Le patient parle généralement de plaintes somatiques et comportementales, d’altérations somatiques et de troubles physiques qui masquent souvent la présence d’une dépression :

  • Troubles neurologiques : les céphalées, les maux de tête ou les paresthésies sont l’un des symptômes les plus fréquents. Ils sont généralement de nature tensionnelle et d’intensité légère à modérée.
  • Troubles neurovégétatifs : asthénie, lipothymies ou hyperhidrose.
  • Troubles sensoriels : vertiges ou acouphènes.
  • Troubles digestifs : nausées ou troubles du rythme intestinal.
  • Troubles cardio-circulatoires, troubles du rythme cardiaque
  • Autres troubles : fatigue, troubles du sommeil, perte de poids, impuissance, alopécie, dyspnée, démangeaisons cutanées ou eczéma, entre autres.

Ces symptômes somatiques sont plus fréquents chez les femmes, en particulier les femmes enceintes, les personnes âgées, les enfants ou les patients souffrant de maladies organiques associées.

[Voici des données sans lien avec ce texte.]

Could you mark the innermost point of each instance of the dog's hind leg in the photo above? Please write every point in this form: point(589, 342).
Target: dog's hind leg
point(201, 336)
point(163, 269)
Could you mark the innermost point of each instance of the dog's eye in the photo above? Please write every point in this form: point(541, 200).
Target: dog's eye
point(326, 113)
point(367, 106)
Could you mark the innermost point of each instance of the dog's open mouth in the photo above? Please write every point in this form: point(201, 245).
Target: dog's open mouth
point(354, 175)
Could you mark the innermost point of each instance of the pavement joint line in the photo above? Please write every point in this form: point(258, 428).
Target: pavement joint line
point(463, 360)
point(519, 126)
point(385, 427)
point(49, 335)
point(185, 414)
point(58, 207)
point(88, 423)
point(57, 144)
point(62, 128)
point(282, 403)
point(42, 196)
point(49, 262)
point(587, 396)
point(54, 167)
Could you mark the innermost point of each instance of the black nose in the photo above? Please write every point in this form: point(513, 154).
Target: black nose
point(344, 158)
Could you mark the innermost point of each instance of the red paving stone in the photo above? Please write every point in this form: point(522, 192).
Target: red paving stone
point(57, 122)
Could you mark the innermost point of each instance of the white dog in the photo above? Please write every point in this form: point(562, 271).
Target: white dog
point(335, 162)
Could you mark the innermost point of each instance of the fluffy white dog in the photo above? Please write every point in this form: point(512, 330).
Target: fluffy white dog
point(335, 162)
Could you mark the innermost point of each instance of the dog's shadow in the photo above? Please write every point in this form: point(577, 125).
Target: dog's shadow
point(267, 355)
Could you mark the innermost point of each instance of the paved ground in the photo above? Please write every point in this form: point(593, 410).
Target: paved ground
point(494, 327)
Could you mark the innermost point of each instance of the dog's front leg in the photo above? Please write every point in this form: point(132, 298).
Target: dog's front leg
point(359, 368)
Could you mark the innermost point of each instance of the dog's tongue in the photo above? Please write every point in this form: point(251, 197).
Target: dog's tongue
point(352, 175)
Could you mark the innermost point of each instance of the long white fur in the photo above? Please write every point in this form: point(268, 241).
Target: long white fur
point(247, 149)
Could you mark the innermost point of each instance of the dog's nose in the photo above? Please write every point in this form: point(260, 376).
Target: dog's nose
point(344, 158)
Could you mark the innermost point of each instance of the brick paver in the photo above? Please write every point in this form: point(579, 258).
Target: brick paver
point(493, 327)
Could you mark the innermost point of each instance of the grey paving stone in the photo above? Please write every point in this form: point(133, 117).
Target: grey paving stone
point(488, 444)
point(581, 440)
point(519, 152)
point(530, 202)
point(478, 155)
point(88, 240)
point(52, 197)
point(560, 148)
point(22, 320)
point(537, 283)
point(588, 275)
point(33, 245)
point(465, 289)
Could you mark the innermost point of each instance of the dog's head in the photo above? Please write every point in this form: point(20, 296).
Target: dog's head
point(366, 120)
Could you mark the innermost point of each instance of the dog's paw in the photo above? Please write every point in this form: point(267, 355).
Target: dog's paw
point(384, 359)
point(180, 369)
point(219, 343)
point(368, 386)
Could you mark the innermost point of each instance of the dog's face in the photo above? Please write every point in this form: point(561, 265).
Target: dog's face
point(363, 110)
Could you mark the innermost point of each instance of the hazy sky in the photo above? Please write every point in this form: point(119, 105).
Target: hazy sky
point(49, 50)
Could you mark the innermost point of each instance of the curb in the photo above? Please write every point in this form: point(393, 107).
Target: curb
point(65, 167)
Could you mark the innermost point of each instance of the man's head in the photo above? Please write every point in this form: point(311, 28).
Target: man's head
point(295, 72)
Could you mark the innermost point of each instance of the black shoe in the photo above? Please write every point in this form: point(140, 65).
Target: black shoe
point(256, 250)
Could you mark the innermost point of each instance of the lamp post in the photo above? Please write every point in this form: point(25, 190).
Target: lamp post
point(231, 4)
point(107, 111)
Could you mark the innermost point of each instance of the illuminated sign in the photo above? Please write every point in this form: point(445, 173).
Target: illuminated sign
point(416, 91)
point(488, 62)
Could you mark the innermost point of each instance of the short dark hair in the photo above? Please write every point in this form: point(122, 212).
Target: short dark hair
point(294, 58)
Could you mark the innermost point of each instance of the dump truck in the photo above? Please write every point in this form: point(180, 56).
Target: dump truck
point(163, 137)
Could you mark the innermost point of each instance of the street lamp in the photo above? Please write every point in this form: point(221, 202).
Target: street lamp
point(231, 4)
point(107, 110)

La symptomatologie décrite rend le diagnostic difficile car elle masque souvent le véritable trouble.

La plupart du temps, cela implique un long voyage de spécialiste en spécialiste, ce qui retarde le diagnostic. Car, presque toujours, le patient lui-même ne comprend pas ce qui lui arrive parce que la dépression est cachée sous une fatigue diffuse ou des douleurs indéfinies.

Mais le trouble sous-jacent est un trouble dépressif qui comprend des symptômes typiques tels qu’une humeur maussade, une perte d’intérêt pour certaines activités, un sentiment de culpabilité inapproprié, une capacité de concentration réduite et, dans les cas les plus graves, des idées suicidaires.

Un traitement s’impose dès que possible

Lorsque la dépression répond aux critères du trouble dépressif majeur, comme la tristesse ou la mauvaise humeur, le diagnostic est posé plus tôt que lorsqu’il s’agit d’une dépression somatisée.

Ce retard augmente la probabilité que l’état psychologique devienne chronique et altère la qualité de vie de la personne, car d’autres complications médicales et psychiatriques peuvent survenir. Un traitement le plus précoce possible permet d’éviter cette chronicisation et, en particulier, la douleur.

Le traitement commence généralement, comme pour tout autre type de dépression, par des antidépresseurs ou une intervention psychologique, voire les deux en même temps si le médecin le juge nécessaire.